The systemic effects of the tax would ripple through science, technology, engineering and mathematics (STEM) in the US; STEM students receive 60% of US graduate tuition waivers, according to the American Council on Education in Washington DC. Current students might leave, and prospective ones could decide against applying to US graduate schools. “The US could wind up with a shrinking pool of PhD students, leaving research labs without qualified graduate students to help PIs conduct research,” says Jennifer Zeitzer, director of legislative relations at the Federation of American Societies for Experimental Biology in Bethesda, Maryland.
The tuition tax could also stifle socio-economic diversity in science. “Those who can afford to pay more taxes can go to graduate school. Those who can’t, won’t,” says Andrew Campbell, dean of the graduate school at Brown University in Providence, Rhode Island.

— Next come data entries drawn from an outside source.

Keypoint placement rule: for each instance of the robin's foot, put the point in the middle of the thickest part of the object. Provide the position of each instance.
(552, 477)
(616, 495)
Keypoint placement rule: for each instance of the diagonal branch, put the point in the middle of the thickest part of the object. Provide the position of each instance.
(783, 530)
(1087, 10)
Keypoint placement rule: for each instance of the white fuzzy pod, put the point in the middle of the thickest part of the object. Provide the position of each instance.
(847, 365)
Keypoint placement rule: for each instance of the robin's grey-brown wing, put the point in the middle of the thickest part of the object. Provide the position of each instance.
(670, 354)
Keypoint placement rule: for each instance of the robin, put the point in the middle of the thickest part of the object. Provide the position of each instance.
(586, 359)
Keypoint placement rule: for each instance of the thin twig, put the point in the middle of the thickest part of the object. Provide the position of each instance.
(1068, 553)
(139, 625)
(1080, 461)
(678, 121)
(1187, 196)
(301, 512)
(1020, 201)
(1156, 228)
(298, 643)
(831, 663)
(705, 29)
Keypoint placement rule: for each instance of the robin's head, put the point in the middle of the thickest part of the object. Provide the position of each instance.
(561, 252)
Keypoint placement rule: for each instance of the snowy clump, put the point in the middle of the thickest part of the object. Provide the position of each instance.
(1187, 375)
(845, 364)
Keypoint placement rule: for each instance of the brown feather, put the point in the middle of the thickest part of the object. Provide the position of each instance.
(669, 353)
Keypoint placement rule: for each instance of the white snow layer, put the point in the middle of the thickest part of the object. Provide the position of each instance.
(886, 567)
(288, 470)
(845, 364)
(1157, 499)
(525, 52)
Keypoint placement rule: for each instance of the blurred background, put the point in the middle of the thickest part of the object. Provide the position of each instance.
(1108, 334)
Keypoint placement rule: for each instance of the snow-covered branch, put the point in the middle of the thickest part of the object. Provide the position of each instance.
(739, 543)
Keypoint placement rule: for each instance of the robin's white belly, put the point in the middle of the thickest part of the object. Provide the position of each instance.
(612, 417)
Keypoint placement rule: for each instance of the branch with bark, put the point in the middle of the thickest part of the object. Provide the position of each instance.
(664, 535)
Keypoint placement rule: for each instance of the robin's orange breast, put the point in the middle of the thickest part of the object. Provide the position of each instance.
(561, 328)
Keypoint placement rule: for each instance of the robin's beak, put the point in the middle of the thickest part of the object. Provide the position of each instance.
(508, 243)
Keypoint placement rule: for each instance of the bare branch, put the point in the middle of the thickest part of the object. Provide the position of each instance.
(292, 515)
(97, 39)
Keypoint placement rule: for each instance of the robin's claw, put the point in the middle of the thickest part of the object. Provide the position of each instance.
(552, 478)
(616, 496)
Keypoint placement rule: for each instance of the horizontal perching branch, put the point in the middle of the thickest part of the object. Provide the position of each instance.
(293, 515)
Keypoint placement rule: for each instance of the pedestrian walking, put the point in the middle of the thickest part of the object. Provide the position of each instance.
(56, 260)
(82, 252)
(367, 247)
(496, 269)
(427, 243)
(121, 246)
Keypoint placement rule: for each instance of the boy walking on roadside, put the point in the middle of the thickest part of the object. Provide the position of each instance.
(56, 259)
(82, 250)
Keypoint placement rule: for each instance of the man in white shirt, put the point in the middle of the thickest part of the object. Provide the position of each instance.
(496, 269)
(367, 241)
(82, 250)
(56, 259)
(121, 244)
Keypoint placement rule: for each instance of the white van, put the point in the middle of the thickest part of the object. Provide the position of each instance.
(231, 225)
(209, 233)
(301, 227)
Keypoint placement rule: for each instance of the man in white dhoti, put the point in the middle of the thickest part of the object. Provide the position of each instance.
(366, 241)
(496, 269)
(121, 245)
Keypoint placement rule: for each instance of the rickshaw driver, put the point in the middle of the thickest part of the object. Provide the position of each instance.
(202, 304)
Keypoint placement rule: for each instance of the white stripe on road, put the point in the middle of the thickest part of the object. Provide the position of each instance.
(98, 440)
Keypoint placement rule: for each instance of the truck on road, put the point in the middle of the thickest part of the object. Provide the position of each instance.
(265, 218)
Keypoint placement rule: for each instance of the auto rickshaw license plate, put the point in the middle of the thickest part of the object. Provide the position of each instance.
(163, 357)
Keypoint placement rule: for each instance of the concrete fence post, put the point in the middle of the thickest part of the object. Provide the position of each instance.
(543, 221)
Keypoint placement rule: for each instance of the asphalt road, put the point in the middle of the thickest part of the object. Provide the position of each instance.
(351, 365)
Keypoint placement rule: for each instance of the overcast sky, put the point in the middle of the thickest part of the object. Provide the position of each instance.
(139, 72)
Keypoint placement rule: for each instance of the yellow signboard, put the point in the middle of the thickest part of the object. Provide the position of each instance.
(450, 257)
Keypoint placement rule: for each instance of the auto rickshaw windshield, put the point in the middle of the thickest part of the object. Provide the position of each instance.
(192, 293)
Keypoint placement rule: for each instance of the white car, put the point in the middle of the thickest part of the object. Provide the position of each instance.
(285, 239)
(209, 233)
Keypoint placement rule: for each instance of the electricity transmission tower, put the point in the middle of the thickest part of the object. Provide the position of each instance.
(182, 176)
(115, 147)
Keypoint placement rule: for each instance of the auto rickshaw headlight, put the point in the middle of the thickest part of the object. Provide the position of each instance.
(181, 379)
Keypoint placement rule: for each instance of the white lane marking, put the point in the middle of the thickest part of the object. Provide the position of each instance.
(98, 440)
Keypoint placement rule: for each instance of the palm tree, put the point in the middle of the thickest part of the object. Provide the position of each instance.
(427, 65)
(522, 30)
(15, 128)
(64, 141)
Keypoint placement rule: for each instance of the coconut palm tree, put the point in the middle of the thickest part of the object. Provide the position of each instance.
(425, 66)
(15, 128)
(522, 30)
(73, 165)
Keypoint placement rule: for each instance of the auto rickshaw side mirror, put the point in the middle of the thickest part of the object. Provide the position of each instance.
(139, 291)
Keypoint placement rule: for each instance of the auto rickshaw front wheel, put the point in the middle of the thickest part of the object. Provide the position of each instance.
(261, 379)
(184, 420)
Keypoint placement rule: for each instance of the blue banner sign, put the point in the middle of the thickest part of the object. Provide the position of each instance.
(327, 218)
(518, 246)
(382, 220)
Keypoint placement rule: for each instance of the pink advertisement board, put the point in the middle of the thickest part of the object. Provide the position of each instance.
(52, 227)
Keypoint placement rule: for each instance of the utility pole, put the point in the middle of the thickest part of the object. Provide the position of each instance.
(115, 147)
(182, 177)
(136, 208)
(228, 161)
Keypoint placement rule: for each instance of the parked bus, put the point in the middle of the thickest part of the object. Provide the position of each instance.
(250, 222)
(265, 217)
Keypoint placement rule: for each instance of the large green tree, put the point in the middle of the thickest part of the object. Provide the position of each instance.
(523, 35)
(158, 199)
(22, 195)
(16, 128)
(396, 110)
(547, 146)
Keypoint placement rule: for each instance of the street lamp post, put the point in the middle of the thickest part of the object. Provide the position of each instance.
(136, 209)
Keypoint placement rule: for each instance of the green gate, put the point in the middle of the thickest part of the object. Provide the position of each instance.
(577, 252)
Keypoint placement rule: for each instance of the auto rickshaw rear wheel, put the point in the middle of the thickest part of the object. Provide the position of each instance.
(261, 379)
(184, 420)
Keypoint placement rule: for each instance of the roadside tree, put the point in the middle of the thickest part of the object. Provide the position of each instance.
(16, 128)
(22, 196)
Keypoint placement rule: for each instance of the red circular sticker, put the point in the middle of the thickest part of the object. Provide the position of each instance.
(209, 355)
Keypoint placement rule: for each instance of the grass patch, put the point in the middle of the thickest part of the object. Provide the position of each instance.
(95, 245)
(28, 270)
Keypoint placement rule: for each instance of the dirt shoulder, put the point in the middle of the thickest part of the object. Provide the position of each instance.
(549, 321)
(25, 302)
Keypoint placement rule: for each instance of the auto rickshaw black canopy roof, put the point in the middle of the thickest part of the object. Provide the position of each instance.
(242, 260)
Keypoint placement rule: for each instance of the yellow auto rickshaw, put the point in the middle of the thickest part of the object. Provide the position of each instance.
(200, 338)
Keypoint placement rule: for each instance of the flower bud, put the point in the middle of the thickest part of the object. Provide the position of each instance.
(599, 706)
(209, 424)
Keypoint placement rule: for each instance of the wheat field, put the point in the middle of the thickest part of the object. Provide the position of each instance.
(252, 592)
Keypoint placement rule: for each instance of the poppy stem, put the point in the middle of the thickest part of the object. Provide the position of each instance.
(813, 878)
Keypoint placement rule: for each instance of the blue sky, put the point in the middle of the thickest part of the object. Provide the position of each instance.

Frick paid for college with $20,000 in loans and by working a series of internships and part-time jobs. She says that a tuition tax would have prevented her from applying to graduate school. “I was already in so much debt, I honestly would have probably gone straight into any job I could get,” Frick says.
Looking at the numbers
Income-tax calculations depend on several factors, such as marital and family status, as well as tuition costs, which differ by university. But some students have taken a stab at the maths.
For students earning around $37,000 annually at Yale University in New Haven, Connecticut, their taxable income could double, estimates Yale immunobiology PhD student Michael Parker. He collaborated on the calculations with Patricia Lawston, a postdoc in geoscience at the University of Maryland in Greenbelt.
At the University of California, Berkeley, physics PhD student Vetri Velan estimates that Berkeley students would pay 30–60% more in taxes; those at the Massachusetts Institute of Technology in Cambridge could pay 240% more. Velan worked with Kathy Shield, a Berkeley nuclear-engineering graduate student, to create an online tool for students to calculate how the tax would affect them.
Most universities have stayed quiet on how they will cope if the tuition tax becomes law. Wary of stoking premature hope or concern, Campbell, too, would not comment on Brown University’s plans. But he did note that small, public institutions — including ones that historically educated black students — may be least able to absorb costs for students. “This tax could really threaten the existence of graduate education at minority-serving institutions,” Campbell says.
“We are cautiously optimistic,” says Jessica Sebeok, the AAU’s associate vice-president and counsel for policy. She says that the Senate has shown little appetite for the tax, and that there are signs of renewed debate in the House. “They’ve gotten enough concerned contact from their constituents to possibly rethink it.”